For a long time I didn’t understand how joins work, and had to wing it when combining data sets. That time is no more and I am writing this blog to share my new knowledge and confirm to myself that I actually do understand data joins. A data join is when two data sets are combined in a side by side manner, therefore at least one column in each data set must be the same. This differs from a union which puts data sets on top of each other, requiring all of the columns to be the same (or have null values in a column which isn’t common across data sets). There are 6 types of join, inner, left inner, left outer, right inner, right outer and outer.

Inner Joins

An inner join takes only the rows of data in which both data sets have common fields.  Therefore any rows which have no commonality between data sets in the join column will be excluded. In the example below the join takes place on the food column, therefore the curry and chips rows will be excluded from the joined data set as they are not common between the two data sets.

  

 

Left Inner Joins

A left inner join takes all the rows that are common between two data sets along with the remaining rows from the data set being joined from the left hand side.

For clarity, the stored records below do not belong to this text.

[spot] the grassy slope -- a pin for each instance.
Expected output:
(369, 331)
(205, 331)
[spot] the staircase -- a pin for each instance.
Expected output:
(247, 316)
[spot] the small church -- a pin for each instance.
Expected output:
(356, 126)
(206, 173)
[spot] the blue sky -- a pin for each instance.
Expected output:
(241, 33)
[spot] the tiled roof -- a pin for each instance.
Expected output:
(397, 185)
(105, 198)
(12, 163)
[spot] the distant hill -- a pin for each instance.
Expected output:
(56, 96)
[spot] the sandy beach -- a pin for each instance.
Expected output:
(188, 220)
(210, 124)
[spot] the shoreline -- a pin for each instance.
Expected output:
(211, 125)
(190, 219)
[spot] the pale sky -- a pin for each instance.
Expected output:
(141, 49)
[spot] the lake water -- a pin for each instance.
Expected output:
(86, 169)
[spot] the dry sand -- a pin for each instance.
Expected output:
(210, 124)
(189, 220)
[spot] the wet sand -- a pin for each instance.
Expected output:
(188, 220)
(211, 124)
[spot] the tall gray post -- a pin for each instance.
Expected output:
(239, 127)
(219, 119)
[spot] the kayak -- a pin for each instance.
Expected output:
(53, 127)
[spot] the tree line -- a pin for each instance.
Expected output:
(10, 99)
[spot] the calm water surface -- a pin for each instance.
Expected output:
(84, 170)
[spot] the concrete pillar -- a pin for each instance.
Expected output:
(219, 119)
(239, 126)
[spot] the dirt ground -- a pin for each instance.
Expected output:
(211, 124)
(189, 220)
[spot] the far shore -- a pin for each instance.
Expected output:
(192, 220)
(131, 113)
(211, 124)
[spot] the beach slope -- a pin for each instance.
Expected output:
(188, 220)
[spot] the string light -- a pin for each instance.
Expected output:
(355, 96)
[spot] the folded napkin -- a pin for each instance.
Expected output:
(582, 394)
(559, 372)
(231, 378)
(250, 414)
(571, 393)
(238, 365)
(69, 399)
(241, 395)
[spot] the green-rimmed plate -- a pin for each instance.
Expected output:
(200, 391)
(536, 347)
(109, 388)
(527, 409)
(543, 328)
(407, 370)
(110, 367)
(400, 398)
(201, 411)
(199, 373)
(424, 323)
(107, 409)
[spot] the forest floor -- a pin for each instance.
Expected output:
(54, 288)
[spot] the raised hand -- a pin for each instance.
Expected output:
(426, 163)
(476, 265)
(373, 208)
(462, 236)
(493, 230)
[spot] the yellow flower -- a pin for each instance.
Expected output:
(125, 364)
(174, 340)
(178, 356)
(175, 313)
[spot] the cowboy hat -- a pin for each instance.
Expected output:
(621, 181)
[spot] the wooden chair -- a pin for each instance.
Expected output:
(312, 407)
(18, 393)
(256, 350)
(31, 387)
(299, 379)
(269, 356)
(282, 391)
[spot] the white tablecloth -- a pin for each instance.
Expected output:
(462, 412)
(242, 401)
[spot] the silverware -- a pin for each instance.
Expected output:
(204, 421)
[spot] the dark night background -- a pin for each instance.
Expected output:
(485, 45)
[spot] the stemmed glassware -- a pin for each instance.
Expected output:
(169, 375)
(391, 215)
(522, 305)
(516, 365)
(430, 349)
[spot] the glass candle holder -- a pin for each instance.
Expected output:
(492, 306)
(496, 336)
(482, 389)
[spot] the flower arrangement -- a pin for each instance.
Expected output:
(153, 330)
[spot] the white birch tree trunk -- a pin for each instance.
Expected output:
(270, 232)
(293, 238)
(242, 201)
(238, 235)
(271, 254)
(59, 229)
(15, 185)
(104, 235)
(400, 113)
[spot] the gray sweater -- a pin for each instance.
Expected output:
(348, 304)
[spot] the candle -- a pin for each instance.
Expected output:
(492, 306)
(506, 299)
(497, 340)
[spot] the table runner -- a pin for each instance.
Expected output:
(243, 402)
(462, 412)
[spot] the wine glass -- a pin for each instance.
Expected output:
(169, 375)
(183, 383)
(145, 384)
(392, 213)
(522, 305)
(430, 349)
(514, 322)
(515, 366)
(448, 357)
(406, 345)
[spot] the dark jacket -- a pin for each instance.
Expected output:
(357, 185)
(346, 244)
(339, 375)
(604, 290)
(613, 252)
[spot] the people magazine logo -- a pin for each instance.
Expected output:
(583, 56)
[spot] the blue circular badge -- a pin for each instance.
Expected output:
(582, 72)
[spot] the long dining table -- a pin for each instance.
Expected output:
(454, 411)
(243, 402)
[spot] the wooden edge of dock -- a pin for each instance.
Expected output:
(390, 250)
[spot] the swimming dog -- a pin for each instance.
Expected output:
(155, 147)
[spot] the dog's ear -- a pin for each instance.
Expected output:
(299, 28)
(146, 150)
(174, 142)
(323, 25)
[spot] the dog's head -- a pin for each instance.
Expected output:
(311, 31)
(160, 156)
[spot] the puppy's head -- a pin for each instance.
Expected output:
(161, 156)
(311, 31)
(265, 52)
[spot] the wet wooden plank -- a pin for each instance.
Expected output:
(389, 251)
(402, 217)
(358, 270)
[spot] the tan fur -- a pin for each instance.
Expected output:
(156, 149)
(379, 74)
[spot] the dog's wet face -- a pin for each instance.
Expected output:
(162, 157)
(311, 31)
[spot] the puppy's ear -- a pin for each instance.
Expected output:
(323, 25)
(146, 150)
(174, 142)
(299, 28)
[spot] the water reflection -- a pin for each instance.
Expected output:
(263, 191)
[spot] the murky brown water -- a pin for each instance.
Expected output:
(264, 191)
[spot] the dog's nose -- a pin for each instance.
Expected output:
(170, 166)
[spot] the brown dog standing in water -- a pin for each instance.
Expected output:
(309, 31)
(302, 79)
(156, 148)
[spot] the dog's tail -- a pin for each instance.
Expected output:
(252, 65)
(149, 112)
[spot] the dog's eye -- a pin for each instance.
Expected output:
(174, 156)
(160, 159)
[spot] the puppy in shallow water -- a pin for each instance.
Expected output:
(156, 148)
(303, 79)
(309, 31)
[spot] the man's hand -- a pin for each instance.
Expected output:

For the rows joined from the left which do not have commonality with rows from the right the values for the right hand columns ill be NULL. In the example below Burger and Hot Dog are joined due to commonality and curry is kept from the left filling in the blanks with NULL.

 

 

 

Right Inner Joins

A right inner join behaves the same as a left inner join but keeps rows from the data set being joined from the right as opposed to the left. In the example below Chips is kept with the left hand column values being filled with NULL.

 

 

Left Outer Joins

A left outer join excludes rows which are common between data sets and any extra rows from the right data set. This leaves only rows from the left data set filling in the columns from the right data set columns with NULLs. In the example below only Curry will be kept.

 

 

Right Outer Joins

A right outer join is the same as a left outer join but keeps only rows from the right data set instead of the left. Therefore in the example below only Chips will be kept with the left data set columns being filled with NULLs.

 

 

Outer Joins

An outer join will keep all data from both data sets. Rows which are common across data sets will have columns filled from both data sets, whereas rows without commonality will fill the blanks in with NULLs. In the example below Burger and Hot Dog rows will have all the fields filled, but Curry and Chips will be included as well but with NULLs to replace incomplete data.

 

 

*When doing the joins the column being joined on will duplicate, this hasn’t been shown in the examples for simplicity.